Murder is the least of the disruptions in Jesse O’Hara’s latest barnstormer.
Giving a presentation at the International Conference on Law Enforcement and Investigation isn’t a first choice for Jesse, a forensic accountant with a “million-dollar brain and ten-cent personality.” But the scenic location is certainly an enticement. So is her growing certainty that her mortal enemy Svetlana Ivashchenko, the ruthless head of Rusgaprom, knows that she’s been staying with her best friend, Salbatore “Sam” Hernandez, and could strike at any moment. So Jesse, Sam, and their partner, computer nerd Gideon Spielberg, take off for Greece, where they’re recruited by Eleftherios Karadimitropoulos, head of Special Projects for the Ministry of Citizen Protection, for a routine job that quickly morphs into another job, then another and another. The escalating stakes will draw Jesse—or Dr. O’Hara, as she’s constantly introducing herself—into an uncomfortably extended face-off with Platon, head of the antigovernment group the Megali Titans, who whisks Gideon away, summons Jesse and Sam to his hush-hush retreat, and suavely forces them to break his valued associate Apollo out of a Turkish prison.

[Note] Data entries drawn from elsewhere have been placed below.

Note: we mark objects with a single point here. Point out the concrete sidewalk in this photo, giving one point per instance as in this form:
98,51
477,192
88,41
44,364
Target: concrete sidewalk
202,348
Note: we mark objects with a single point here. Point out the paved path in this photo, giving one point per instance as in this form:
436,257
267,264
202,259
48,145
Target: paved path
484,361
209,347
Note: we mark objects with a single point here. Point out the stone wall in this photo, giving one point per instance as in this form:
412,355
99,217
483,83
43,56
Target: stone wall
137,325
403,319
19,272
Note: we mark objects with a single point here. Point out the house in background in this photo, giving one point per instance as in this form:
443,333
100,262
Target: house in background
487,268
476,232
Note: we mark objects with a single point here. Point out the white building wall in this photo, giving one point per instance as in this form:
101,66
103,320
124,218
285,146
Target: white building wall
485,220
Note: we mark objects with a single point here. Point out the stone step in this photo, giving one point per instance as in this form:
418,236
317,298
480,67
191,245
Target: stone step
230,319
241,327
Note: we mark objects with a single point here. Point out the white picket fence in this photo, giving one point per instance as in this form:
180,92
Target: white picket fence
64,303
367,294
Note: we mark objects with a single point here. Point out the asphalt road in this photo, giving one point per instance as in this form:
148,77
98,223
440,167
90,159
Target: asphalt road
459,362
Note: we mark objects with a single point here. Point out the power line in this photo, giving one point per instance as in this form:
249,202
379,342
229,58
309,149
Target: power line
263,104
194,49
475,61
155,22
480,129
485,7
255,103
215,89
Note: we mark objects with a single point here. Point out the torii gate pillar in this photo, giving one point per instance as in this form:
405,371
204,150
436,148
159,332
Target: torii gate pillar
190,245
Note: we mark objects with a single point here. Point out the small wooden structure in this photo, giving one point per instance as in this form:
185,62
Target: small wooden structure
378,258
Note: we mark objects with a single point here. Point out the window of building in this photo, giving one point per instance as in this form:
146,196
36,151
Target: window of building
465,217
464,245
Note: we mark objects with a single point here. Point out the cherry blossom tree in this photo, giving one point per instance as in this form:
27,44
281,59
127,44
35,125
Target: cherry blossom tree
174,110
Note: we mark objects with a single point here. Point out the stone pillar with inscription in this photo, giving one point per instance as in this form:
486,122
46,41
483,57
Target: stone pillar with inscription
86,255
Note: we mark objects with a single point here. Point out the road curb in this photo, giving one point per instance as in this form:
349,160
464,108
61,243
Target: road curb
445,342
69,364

The biggest treat here is Jesse’s yadda-yadda first-person voice as she reacts with impatience and annoyance but never fear to the bombing of her hotel, the improbable plot to rescue Apollo, the ritualistic juggling of allegiances, and the repeated return from the shadows of Svetlana and Jesse’s own father, whom she’s tuned out ever since his drunk driving killed her mother. So there’s no downtime, just one jolt after another, including a couple of murders, until readers are likely to feel just as overstimulated as the heroine.
Part battle to the death, part tour guide.